Kantor presiden tidak memberi alasan apapun atas pengampunan tersebut. Namun, langkah itu dikritik think tank keamanan sebagai pukulan terhadap kedaulatan hukum Sri Lanka.
Pengampunan terhadap Galagoda Aththe Gnanasara Thero, pemimpin kelompok Buddha garis keras Bodu Bala Sena (BBS), datang sepekan setelah umat ekstremis Buddha menyerang rumah, masjid dan toko-toko milik warga muslim sebagai pembalasan atas bom Minggu Paskah yang menewaskan lebih dari 250 orang oleh kelompok militan Islam.
Satu orang terbunuh dalam kerusuhan anti-muslim.
Para menteri dan pemimpin komunitas muslim telah secara terbuka menuduh Gnanasara mengobarkan kekerasan terhadap muslim dan Kristen sebelum sang biksu dipenjara. Namun, Gnanasara membantah tuduhan tersebut.

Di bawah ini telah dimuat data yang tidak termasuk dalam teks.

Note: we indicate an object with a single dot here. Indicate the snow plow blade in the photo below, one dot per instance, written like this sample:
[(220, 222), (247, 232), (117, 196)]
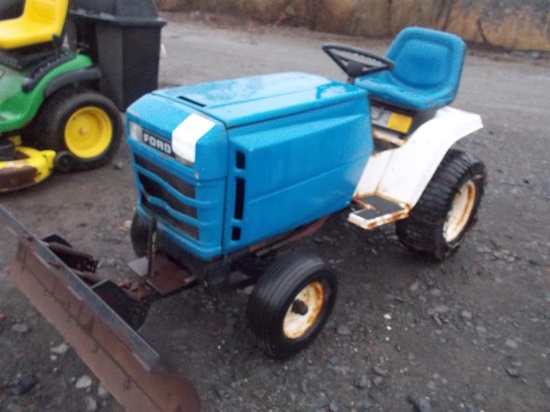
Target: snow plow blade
[(127, 366)]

Dilantha Vithanage, kepala eksekutif BBS, mengatakan dia telah diberi tahu bahwa Presiden Sirisena telah memaafkan Gnanasara.
"Dia tidak akan dibebaskan hari ini karena dokumennya belum selesai," kata Vithanage.
Seorang pejabat Kementerian Kehakiman mengatakan, "Kantor presiden telah mengirim dokumen yang relevan untuk mengampuni biksu Gnanasara ke kementerian."
Para biksu telah mendesak pembebasan Gnanasara. Mereka memiliki pengaruh kuat dalam politik Sri Lanka.
"Sebuah pukulan besar bagi aturan hukum Sri Lanka yang sudah babak belur, mengirimkan pesan yang salah setelah serangan Paskah," twit Alan Keenan, direktur proyek Sri Lanka di International Crisis Group.
Gnanasara dijatuhi hukuman enam tahun penjara pada Agustus lalu karena insiden 2016 ketika dia menyela sidang pengadilan tentang penculikan jurnalis di mana tertuduhnya adalah pejabat intelijen militer. Gnanasara juga dijatuhi hukuman dalam kasus terpisah pada Juni karena mengancam istri jurnalis tersebut.
Sejak 2014, biku tersebut telah menghadapi tuduhan dalam kasus-kasus yang berkaitan dengan kekerasan anti-muslim, ucapan kebencian, dan memfitnah Alquran.
Pada tahun yang sama pula Gnanasara menandatangani perjanjian dengan Ashin Wirathu Myanmar, yang pernah menggambarkan dirinya sebagai "Burma bin Laden", dalam apa yang disebut keduanya sebagai upaya untuk melawan upaya konversi regional oleh para Islamis.